Supposing that the original signal F is split into k constituent parts, the goal is to ensure that these decomposition parts are modal components characterized by central frequencies and limited bandwidths, and to achieve this while minimizing the total estimated bandwidth of each modal component. The condition is that the aggregate of all these components must reconstruct the original signal. The formulation of the VMD constrained variational model can be expressed as follows:

min_{{u_{k}, w_{k}}} {\sum_{k} {‖ \partial_{t} [(δ (t) + \frac{j}{\bar{x} t}) \times u_{k} (t)] \exp (- j ω_{k} t) ‖}_{2}^{2}}

(1)

s . t . \sum_{k} u_{k} = F

(2)

where ω_k is the frequency center of each IMF; u_k is the k-th IMF; f is the original signal.

To address the aforementioned constrained optimization challenge, the problem is reformulated from a constrained to an unconstrained form. Utilizing the benefits of a quadratic penalty function along with the technique of Lagrange multipliers, an enhanced Lagrange function is devised, which is depicted in the following equation:

\begin{matrix} L (u_{k}, ω_{k}, λ) = σ \cdot \sum_{k = 1}^{K} {‖ \partial_{t} \cdot {[\partial (t) + j / (π \cdot t)] \cdot u_{k} (t)} \cdot \exp (- j ω_{k} t) ‖}_{2}^{2} + ‖ f (t) - \sum_{k = 1}^{K} u_{k} (t) ‖_{2}^{2} \\ + 〈 λ (t), f (t) - \sum_{k = 1}^{K} u_{k} (t) 〉 \end{matrix}

(3)

where σ is the penalty factor; $λ$ is the Lagrangian multiplier.

The technique of employing the alternating direction method of multipliers is utilized to locate the saddle point of the variational problem. This approach enables the iterative refinement of the central frequency and bandwidth for each IMF signal.

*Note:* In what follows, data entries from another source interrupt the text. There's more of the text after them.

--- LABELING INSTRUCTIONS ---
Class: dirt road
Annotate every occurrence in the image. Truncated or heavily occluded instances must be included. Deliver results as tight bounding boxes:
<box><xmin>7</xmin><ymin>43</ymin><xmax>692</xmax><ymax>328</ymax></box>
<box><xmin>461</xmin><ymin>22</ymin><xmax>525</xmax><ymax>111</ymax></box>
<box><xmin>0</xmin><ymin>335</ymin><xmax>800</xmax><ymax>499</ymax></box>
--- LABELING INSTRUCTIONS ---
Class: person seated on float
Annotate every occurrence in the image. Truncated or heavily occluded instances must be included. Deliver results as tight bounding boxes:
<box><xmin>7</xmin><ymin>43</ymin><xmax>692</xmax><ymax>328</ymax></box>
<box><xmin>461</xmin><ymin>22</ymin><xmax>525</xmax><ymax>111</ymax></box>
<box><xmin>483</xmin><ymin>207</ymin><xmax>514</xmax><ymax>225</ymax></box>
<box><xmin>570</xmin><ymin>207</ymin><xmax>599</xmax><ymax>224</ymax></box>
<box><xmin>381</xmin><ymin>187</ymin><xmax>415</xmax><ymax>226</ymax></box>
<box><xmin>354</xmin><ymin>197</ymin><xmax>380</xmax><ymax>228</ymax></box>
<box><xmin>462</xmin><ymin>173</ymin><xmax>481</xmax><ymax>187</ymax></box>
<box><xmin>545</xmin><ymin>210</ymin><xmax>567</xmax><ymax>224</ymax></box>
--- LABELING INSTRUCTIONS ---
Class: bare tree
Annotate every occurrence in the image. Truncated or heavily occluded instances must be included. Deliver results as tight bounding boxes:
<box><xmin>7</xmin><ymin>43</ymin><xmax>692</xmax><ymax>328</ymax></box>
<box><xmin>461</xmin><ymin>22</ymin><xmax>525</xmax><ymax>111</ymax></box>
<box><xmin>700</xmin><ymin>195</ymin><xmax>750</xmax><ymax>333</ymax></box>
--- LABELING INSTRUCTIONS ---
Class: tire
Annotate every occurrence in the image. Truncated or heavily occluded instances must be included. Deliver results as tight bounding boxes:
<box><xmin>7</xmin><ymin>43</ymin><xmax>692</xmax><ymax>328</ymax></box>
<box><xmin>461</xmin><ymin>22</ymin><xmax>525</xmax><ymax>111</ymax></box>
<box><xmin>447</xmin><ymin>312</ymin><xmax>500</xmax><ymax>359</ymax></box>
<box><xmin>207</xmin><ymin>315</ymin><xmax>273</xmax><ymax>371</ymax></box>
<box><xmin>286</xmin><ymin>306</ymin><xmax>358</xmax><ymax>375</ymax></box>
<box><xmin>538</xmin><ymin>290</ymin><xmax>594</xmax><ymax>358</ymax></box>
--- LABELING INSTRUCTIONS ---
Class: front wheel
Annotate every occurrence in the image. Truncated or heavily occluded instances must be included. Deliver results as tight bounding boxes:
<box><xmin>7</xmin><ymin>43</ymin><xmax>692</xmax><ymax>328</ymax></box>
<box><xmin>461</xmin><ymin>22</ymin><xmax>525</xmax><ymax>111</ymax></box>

ω_{k}^{n + 1} = \frac{\int_{0}^{\infty} ω \cdot {| {\hat{u}}_{k} (ω) |}^{2} d ω}{{\int_{0}^{\infty} | {\hat{u}}_{k} (ω) |}^{2} d ω}

(4)

{\hat{u}}_{k}^{n + 1} (ω) = \frac{\hat{f} (ω) - \sum_{i \neq k} {\hat{u}}_{i} (ω) + \hat{λ} (ω) / 2}{1 + 2 \cdot σ \cdot {(ω - ω_{k})}^{2}}

(5)

\hat{f} (ω) - \sum_{i \neq k} {\hat{u}}_{i} (ω)

(6)

where ${\hat{u}}_{k}^{n + 1} (ω)$ is the filtering result of residual quantity in equation (6); $ω_{k}^{n + 1}$ is the power spectrum center of gravity of the current mode; and the real part can be obtained by inverse fast Fourier transformation of ${\hat{u}}_{k} (t)$ .

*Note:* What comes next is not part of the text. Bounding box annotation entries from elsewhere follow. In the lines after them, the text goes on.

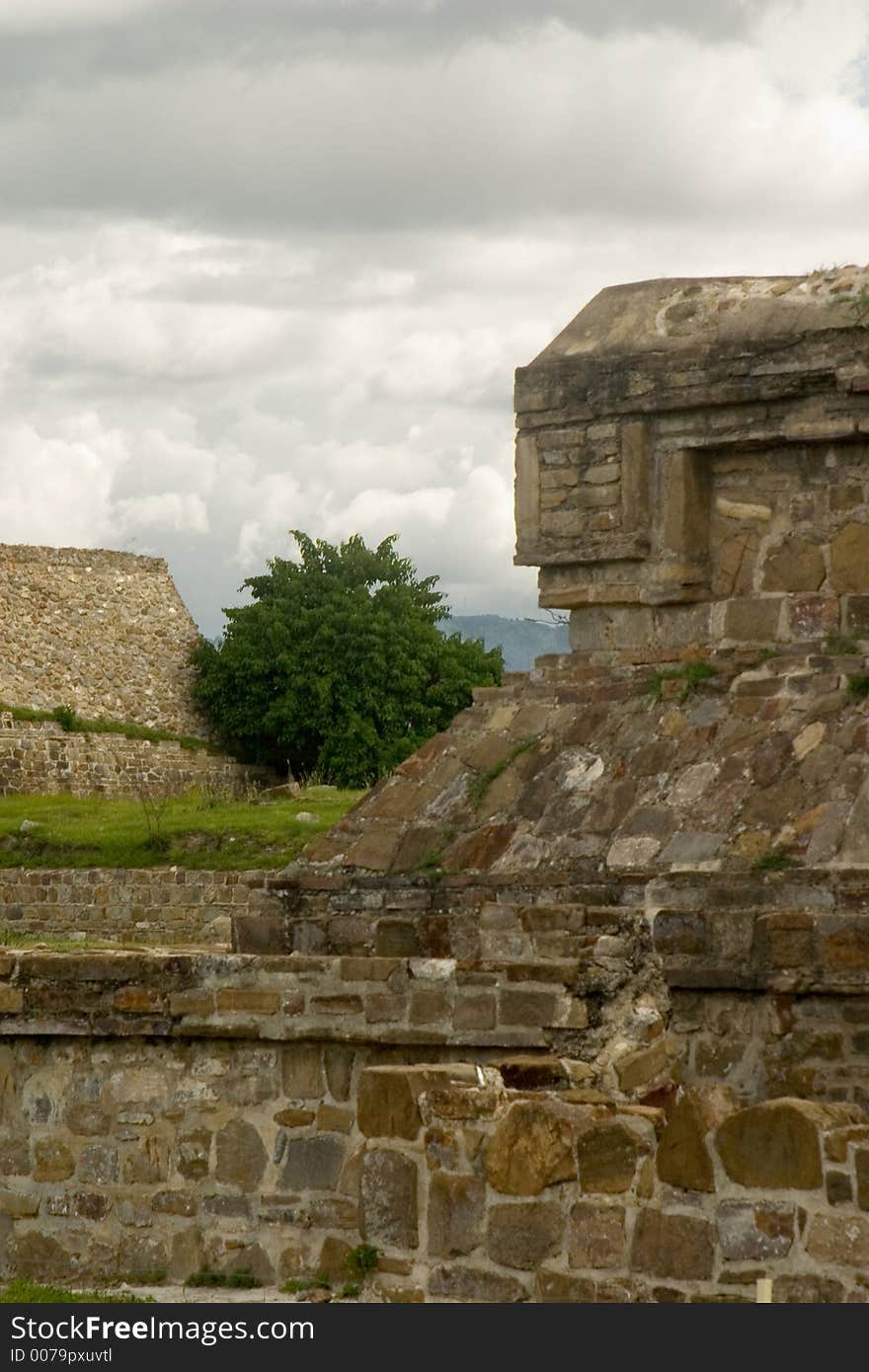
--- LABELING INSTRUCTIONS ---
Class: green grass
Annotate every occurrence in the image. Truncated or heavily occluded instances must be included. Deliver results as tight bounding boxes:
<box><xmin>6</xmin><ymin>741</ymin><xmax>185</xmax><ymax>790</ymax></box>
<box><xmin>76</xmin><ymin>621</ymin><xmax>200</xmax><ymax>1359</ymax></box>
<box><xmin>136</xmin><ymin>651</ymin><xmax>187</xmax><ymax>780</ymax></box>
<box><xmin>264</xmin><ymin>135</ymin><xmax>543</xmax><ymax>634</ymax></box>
<box><xmin>0</xmin><ymin>1277</ymin><xmax>154</xmax><ymax>1305</ymax></box>
<box><xmin>645</xmin><ymin>661</ymin><xmax>718</xmax><ymax>704</ymax></box>
<box><xmin>468</xmin><ymin>734</ymin><xmax>539</xmax><ymax>809</ymax></box>
<box><xmin>0</xmin><ymin>701</ymin><xmax>221</xmax><ymax>753</ymax></box>
<box><xmin>0</xmin><ymin>786</ymin><xmax>363</xmax><ymax>872</ymax></box>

The decomposition steps of VMD are as follows (Figure 1):

Step1: Initialize parameter u_k, ω_k, λ, σ, and n = 0, k = 0;

Step2: Increment the iteration count by one, denoted as n = n + 1, and proceed with the VMD algorithm for the next cycle of iterative computation;

Step3: Increment the index by one, signified as k = k + 1, and update the variables u_k and ω_k in accordance with the equations (3) and (4);

Step4: Adjust the value of λ based on the subsequent formula provided:

λ^{n + 1} = λ^{n} + τ \cdot (f - \sum_{k} {\hat{u}}_{k}^{n + 1})

(7)

Step5: Specify a judgmental precision threshold ε > 0 and continue the process until the following termination condition is satisfied:

\sum_{k} \frac{‖ u_{k}^{n + 1} - u_{k}^{n} ‖_{2}^{2}}{‖ u_{k}^{n} ‖_{2}^{2}} < ε

(8)

Figure 1.

The working principle of VMD.

VMD overcomes the issues of endpoint effects and modal component aliasing and is founded on a more robust mathematical theory. It can reduce the nonstationarity of time series with high complexity and strong nonlinearity, decomposing them into subsequences that contain multiple different frequency scales and are relatively stable. This makes it suitable for nonstationary sequences and easier to identify and analyze potential fault characteristics, thereby improving the accuracy and efficiency of fault detection.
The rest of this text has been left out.